Priority List
-
Determination of validity of existing data
-
Peer revue of code
-
I've forgotten most of what I did, so I can plausibly be considered one
peer; another would be nice.
-
At the very least, flag questionable points in the code and nag Stefan
about them.
-
Segmentation of results?
-
The sampling graph shows distinct sampling strata, especially for the much
maligned loss data.
-
This might be due to how I'm extracting loss data; see peer
revue
-
We might want to use only those that have high sampling rates; the upper
stratum.
-
Statistical tests on the data? I read about those somewhere...
-
Time to call 411
-
See graphs; Stefan's point about questioning the
validity of the data via examination of graphs seems valid. Specifically,
-
The sampling graphs {latency,
drops}
-
My thought is that the xmas-tree demonstrated in the loss graph, and to
some extent the latency graph is the source of the tree in the correlation
and general loss graphs.
-
Why is it so stratified? There was probably a point in the study
where I entered a number of new points; thus, new paths came to be measured
in addition to the old.
-
It's unclear to me right now why that would cause the probability distribution
stratification, however.
-
Graphs, more of them.
-
Evil Nap
-
Graph the number of paths with better alternates that pass through known
congestion points.

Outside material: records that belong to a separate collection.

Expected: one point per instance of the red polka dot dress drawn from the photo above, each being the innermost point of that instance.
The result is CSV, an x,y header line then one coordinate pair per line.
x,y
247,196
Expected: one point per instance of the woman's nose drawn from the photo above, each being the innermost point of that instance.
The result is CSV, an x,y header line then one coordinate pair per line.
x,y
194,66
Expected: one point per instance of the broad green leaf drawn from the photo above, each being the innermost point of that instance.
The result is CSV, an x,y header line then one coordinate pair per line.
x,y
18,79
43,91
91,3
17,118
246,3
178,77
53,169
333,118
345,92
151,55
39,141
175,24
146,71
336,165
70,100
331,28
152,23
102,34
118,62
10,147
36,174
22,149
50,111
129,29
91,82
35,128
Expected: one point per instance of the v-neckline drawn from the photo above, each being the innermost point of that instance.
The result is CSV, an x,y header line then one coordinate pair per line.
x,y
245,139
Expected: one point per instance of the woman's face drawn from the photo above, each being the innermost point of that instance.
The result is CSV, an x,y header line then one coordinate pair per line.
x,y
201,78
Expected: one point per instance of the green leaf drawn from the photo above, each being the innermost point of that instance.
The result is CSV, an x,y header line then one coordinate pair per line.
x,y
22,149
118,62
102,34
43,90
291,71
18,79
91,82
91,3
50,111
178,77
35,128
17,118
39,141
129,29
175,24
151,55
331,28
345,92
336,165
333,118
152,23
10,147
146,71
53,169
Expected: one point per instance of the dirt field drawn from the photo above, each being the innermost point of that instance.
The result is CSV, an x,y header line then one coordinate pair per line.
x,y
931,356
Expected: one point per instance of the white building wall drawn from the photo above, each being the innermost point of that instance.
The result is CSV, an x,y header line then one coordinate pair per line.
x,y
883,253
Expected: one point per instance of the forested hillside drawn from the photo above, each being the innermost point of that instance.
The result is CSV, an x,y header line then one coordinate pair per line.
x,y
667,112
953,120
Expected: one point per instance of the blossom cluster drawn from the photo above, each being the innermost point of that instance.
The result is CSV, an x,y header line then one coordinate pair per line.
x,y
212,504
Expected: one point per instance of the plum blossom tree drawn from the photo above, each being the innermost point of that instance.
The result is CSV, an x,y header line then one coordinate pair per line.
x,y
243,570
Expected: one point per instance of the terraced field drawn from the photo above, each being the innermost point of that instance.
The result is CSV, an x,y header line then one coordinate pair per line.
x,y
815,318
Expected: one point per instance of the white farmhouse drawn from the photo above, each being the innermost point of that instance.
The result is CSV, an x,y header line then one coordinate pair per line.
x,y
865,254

Corbató can give us a list of NAPs to test
against.
-
Search for common links/hops/AS's
-
for each hop, number of bad paths containing that hop
-
do again, but subtract hops that appear in good paths (idea is to only
consider hops that only appear in bad paths)
-
for each bad path, number of hops in common with other bad paths
-
do again, but use number of hops only held in common with other bad paths
(i.e.. don't appear in good paths)
-
Do this at the AS granularity (we can use the code from AS-Traceroute
to transform our traceroute measurements into AS-path measurements)
-
Multi-time scale analysis... is routing inefficiency the same across different
time scales? Very easy to test (10 minutes, 1 hour, 8 hours, 24 hours,
two days, one week, one month)
-
Correlation
between drop rates and path length? (we'd expect so)
-
Correlation
between drop rates and RTT? (we'd expect so)
-
More?
-
General [1]
-
Relative difference in latency between best path wrt hop count and best
path wrt latency
-
Absolute difference in latency between best path wrt hop count and best
path wrt latency
-
Relative difference in loss rate between best path wrt hop count and best
path wrt loss rate
-
Absolute difference in loss rate between best path wrt hop count and best
path wrt loss rate
-
Then do the same thing for best paths wrt AS-path length.
-
Search for bad hops
-
look for a big latency jump in traceroute
-
look for a big increase in drop rate in traceroute
-
top x worst hops that add up to difference between path and best better
path (idea is that these hops are contributing the added "badness")
-
for each bad hop, plot number of paths containing it
-
General - 2
-
Median equivalents of the current graphs?
-
I have the data on hand.
-
Empirically, the median curve is not that much different, but if it provides
us with a stronger case, then perhaps a good idea.
-
Translation of our two-way loss data into one-way loss data
-
( 1 - P( you get a response from the end host |
your initial UDP got through ) ) into one-way loss data
-
( 1 - P( your initial UDP got through ) or 1 - P( your response
packet, known to be sent, was received by you ) ).
-
Dammit John, why aren't you running SPF yet?
-
I'm lazy
-
Triangles are easier to reason about right now.
-
Ouruboros / The Second Coding of John
-
Pulling out my original code set/ideas for pseudo-instantaneous measurements,
and integrating it into the existing framework.
-
If we do instantaneous, it would seem as though we'd have to do
a simultaneous average cost study, to have comparable results.
-
Integration/coordination is required, to avoid overloading the slave servers.
-
And yet we have to segregate the result sets, to retain non correlation
claims about the concurrent cost average data set.
-
What is the time window we will declare as instantaneous?
-
Explication of the Ngon size determines window size, along with the number
of concurrently running traceroutes we'd allow on that server, server hit
rate distribution, etc.
-
Should we contact a few key points, and ask to be able to put heavier load
on them?
-
MIT, UTexas, etc..
-
Or would this necessarily unbalance the study? (probably).
-
What are the selection criteria for a given Ngon?
-
Purely random selection?
-
Dynamic analysis of the time average data, providing promising paths at
runtime
-
Analysis of the existing data set for "seed" Ngons.
-
More nodes [2]
-
PASTA, PESTO
-
Pareto Encapsulation of Statistical Testing Operations?
-
Fix the server bug, or rewrite the bloody thing; a bulky server is unnecessary.
-
What are the stability characteristics of the better indirect paths?
-
"Predictability of alternate routes"
-
Technical Report
-
Goals
-
MSA?
-
"One idea is to create a tool that uses the measurements to select/advertise
routes. We should have a straw proposal for how this would work (i.e.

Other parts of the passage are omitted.